All deterministic quality metrics stay at their expected values.

Run timing benchmarks:

pnpm bench
pnpm bench:ci

Expected result:

Vitest runs timing benchmarks for fixture seeding, SQLite FTS search, and context-pack generation.
packages/evals/reports/benchmarks.json is written.
pnpm bench:ci is report-only and should fail only when the benchmark harness itself fails.

Major memory additions must add or update at least one benchmark case when they change retrieval, context packing, write preservation, verification policy, or local storage behavior that affects memory quality. V2 Core additions should include a deterministic recall-safety case for citation, temporal relation, or drift warnings.

Current Coverage

Current local tests cover:

FTS search returns evidence and facts.
FTS search returns session state and workspace resources.
Context packing respects token budgets and auto/task/workspace policy boundaries.
Context packs preserve risky items while adding V2 Core recall warnings.
SQLite stores and probes scoped temporal relations.
SQLite emits missing-source citation warnings.
CLI add-relation, probe-relations, and workspace drift warnings.
CLI seed and context-pack smoke behavior.
Hermes adapter metadata uses plugin.yaml.
Adapter initialize(...) and register(ctx) wire the provider, V1/V1.1/V2 Core tools, setup skill, and lifecycle hooks in a local fixture.
Adapter pre_tool_call and post_tool_call record tool-call and tool-result evidence without blocking Hermes tool execution when hook writes cannot run.
Adapter status reports missing CLI, env CLI, repo-local CLI fallback, and selected database path without calling the CLI.
Adapter tool schemas use the Hermes parameters shape.
Adapter tool handlers return JSON strings.
Adapter tool-call arguments cannot override configured META_MEMORY_DB.
Adapter passes workspacePath through to context_pack.
Adapter CLI failure handling.

Future Gaps

Future local feature work should add tests for:

broader write path coverage for derived facts beyond current projection writes;
adapter subprocess timeouts fail clearly;
real Hermes plugin discovery, hook execution, and tool schema registration for a target Hermes version.
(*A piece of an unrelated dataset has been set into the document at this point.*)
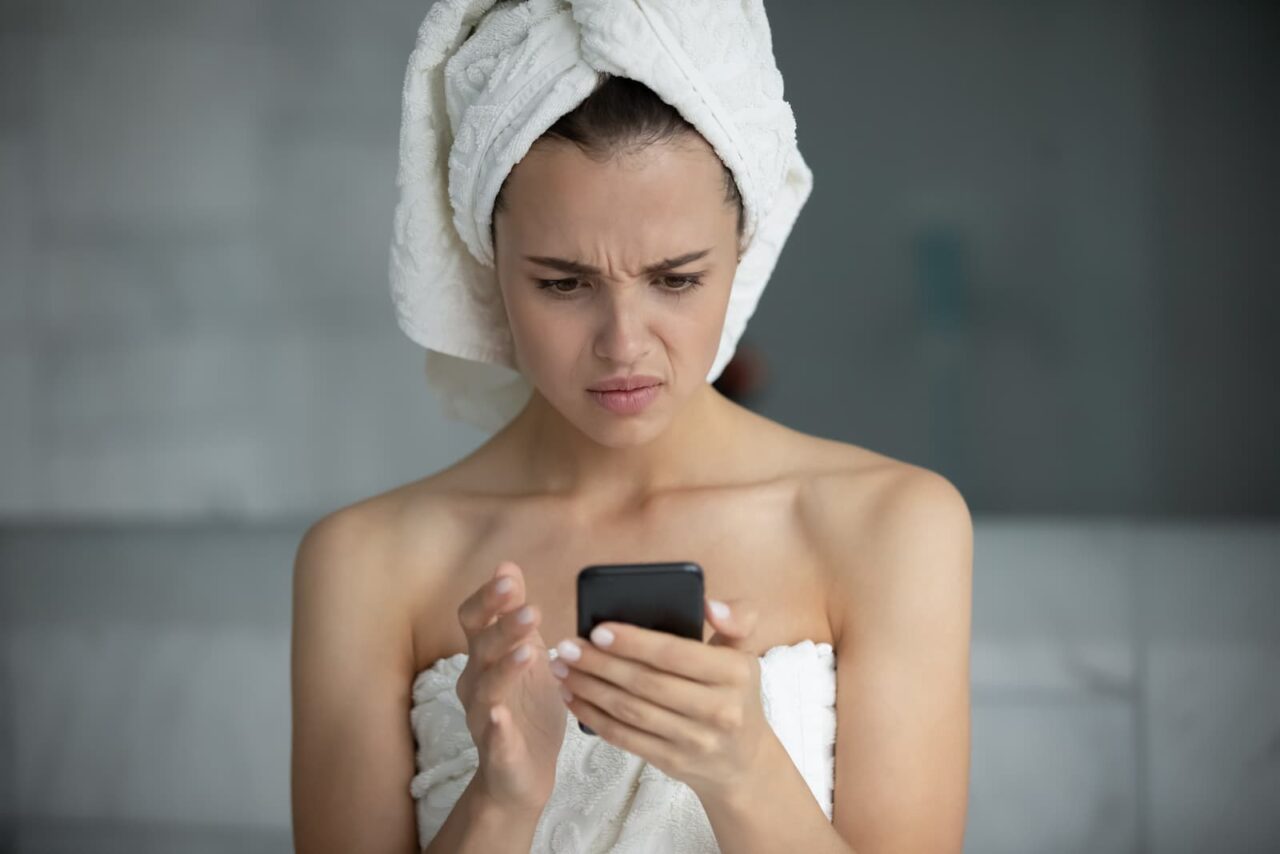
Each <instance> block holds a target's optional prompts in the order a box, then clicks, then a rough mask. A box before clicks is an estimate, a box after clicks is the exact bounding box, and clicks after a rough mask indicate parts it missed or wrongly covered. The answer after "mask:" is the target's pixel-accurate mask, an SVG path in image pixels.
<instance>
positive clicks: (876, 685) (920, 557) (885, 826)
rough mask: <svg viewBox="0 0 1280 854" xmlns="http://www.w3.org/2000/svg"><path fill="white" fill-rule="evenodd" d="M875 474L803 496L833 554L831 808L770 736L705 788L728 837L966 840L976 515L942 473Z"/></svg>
mask: <svg viewBox="0 0 1280 854" xmlns="http://www.w3.org/2000/svg"><path fill="white" fill-rule="evenodd" d="M884 474H887V475H888V476H887V478H884V480H883V483H882V484H881V488H873V489H870V490H868V489H867V487H865V485H864V483H860V484H859V485H858V489H856V490H855V489H852V488H851V487H850V483H849V481H847V480H846V479H831V480H827V481H826V483H823V484H815V487H814V489H813V492H812V493H810V494H809V497H808V498H809V501H808V502H806V504H808V507H806V512H805V516H806V520H808V522H809V525H810V526H812V528H813V529H814V538H815V542H818V543H820V544H822V548H823V551H824V552H826V553H827V562H828V565H829V566H831V567H833V570H832V572H831V579H829V584H831V589H829V590H828V599H829V600H831V603H832V604H833V607H835V611H836V615H835V617H833V620H832V625H833V626H835V627H836V629H837V631H836V714H837V723H836V762H835V766H836V768H835V780H836V789H835V795H833V804H832V821H831V822H828V821H827V817H826V816H824V814H823V812H822V809H820V808H819V805H818V802H815V800H814V798H813V794H812V793H810V791H809V787H808V786H806V784H805V781H804V777H801V775H800V772H799V771H797V769H796V767H795V764H794V763H792V762H791V758H790V755H788V754H787V753H786V749H785V748H783V746H782V744H781V743H780V741H777V740H772V741H769V745H768V748H767V750H765V757H764V758H763V759H762V762H760V767H759V769H758V771H756V773H754V775H753V776H751V778H750V780H744V781H742V785H741V786H739V787H737V789H736V790H735V791H733V793H732V794H731V795H728V796H726V798H724V799H723V800H719V802H712V800H708V799H703V807H704V808H705V810H707V817H708V819H709V821H710V823H712V827H713V828H714V831H716V837H717V840H718V842H719V845H721V846H722V848H723V849H724V850H732V851H736V853H740V854H754V853H755V851H760V853H764V851H782V850H796V851H799V850H803V851H822V853H824V854H897V853H899V851H901V853H902V854H925V853H927V854H943V853H956V854H959V851H960V850H961V844H963V839H964V818H965V809H966V804H965V800H966V789H968V762H969V612H970V580H972V566H973V528H972V524H970V520H969V511H968V507H966V506H965V503H964V499H963V497H961V495H960V493H959V492H956V489H955V488H954V487H952V485H951V484H950V483H948V481H947V480H946V479H943V478H941V476H938V475H936V474H933V472H929V471H927V470H923V469H918V467H914V466H913V467H906V469H904V467H900V466H895V467H893V469H892V470H891V471H887V472H884ZM867 476H881V475H867ZM860 478H861V476H860ZM868 495H869V498H868ZM850 519H858V520H865V524H864V525H850ZM842 603H852V604H855V606H856V607H849V608H845V607H842ZM780 816H785V817H786V818H785V821H780V819H778V817H780Z"/></svg>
Future benchmark tracks should cover conversational recall, temporal reasoning, validity-window conflict handling, reflection, handoff recovery, and richer coding-agent environment experience.

The key acceptance criterion is not raw recall alone. The system must avoid stale, irrelevant, unsupported, or branch-invalid injection, and it must separate write-side preservation failures from retrieval failures.